Excerpted from a NY Times article.
- Do you get irritated easily, such as yell at the slow driver in front of you?
- Are you hostile toward others?
- Are you highly self-critical?
- Do you have chronic stress, such as financial insecurity, living in a high crime area or have longstanding anxiety or depression?
- Do you have life stressors such as the death of a loved one or loss of a job or home?
- Do have high-conflict relationships?
These are all forms of psychological stress, which activates the fear center in the brain, or amygdala. Stress causes the “fight-or-flight” response, triggering release of hormones that can lead to heart attacks and strokes. These hormones also increase body fat, blood pressure, and insulin resistance (diabetes). Also an effect is inflammation in the arteries, which damages the blood vessels, and can lead to heart attacks and strokes.
Traditional risk factors for heart disease are high blood pressure, high cholesterol, smoking, diabetes, obesity and physical inactivity. Doctors are realizing that they have been neglecting a critically important hazard to heart health: stress.
Chronic psychological stress, recent studies indicate, may be as important — and possibly more important — to the health of your heart than the traditional cardiac risk factors. In fact, in people with less-than-healthy hearts, mental stress trumps physical stress as a potential precipitant of fatal and nonfatal heart attacks and other cardiovascular events, according to the latest report.

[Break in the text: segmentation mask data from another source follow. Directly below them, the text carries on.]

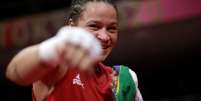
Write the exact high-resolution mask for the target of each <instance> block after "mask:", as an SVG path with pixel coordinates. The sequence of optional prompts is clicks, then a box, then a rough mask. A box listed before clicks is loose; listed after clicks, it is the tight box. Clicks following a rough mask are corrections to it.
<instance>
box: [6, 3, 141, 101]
mask: <svg viewBox="0 0 201 101" xmlns="http://www.w3.org/2000/svg"><path fill="white" fill-rule="evenodd" d="M66 22H67V25H66V26H64V27H62V28H61V29H60V30H59V31H58V33H57V34H56V35H55V36H54V37H52V38H50V39H47V40H46V41H44V42H42V43H40V44H37V45H33V46H29V47H27V48H25V49H23V50H22V51H20V52H19V53H18V54H17V55H16V56H15V57H14V58H13V59H12V61H11V62H10V63H9V65H8V67H7V71H6V76H7V77H8V78H9V79H10V80H11V81H13V82H15V83H16V84H19V85H24V86H26V85H33V90H32V91H33V93H32V95H33V101H143V99H142V96H141V94H140V91H139V89H138V80H137V76H136V74H135V72H133V71H132V70H131V69H129V68H128V67H126V66H123V65H116V66H113V68H112V67H109V66H106V65H104V64H103V63H102V62H103V61H104V60H105V59H106V58H107V57H108V55H109V54H110V52H111V51H112V49H113V47H114V46H115V44H116V42H117V37H118V14H117V8H116V6H115V4H114V2H112V1H111V0H73V1H72V5H71V12H70V16H69V18H68V19H67V21H66ZM117 58H118V57H117Z"/></svg>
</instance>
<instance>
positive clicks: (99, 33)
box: [96, 28, 110, 43]
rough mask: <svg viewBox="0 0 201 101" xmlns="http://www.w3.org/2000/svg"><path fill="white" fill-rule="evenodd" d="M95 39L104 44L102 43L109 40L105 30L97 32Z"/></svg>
mask: <svg viewBox="0 0 201 101" xmlns="http://www.w3.org/2000/svg"><path fill="white" fill-rule="evenodd" d="M96 37H97V38H98V39H99V40H100V41H101V42H104V43H108V41H109V40H110V36H109V35H108V33H107V31H106V29H105V28H103V29H101V30H99V31H98V32H97V35H96Z"/></svg>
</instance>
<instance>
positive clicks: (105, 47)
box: [102, 45, 110, 50]
mask: <svg viewBox="0 0 201 101" xmlns="http://www.w3.org/2000/svg"><path fill="white" fill-rule="evenodd" d="M109 47H110V46H109V45H102V49H104V50H105V49H108V48H109Z"/></svg>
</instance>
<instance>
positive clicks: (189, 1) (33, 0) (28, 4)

- A study in JAMA (Nov. 2021) studied people with heart disease and the impact of physical and psychological stress. Those who had more reaction to mental stress in the study were more likely to suffer a nonfatal heart attack or die of cardiovascular disease in the 4-9 years after the study.
- Another study known as Interheart followed nearly 25,000 people in 52 countries and found that patients who experienced a high level of psychological stress during the year before they entered the study were more than twice as likely to suffer a heart attack during an average follow-up of five years, even when traditional risk factors were taken into account.
- Another study did scans that checked brain activity under stress. Healthy individuals with high activity in the amygdala had higher inflammation and atherosclerosis five years later.
WHAT CAN YOU DO TO MANAGE STRESS?
- Mindfulness-based meditation and deep breathing
- Yoga
- Tai-chi
- Aerobic exercise (walk, run , bike, swim, dance)
- Consistent sleep habits, avoid technology and wake and rise at the same times.
- Emotional regulation skills to manage your reactions to life’s irritations.
- Limit caffeine intake
- Learn mindful self-compassion skills to reduce self-criticism and improve self-soothing.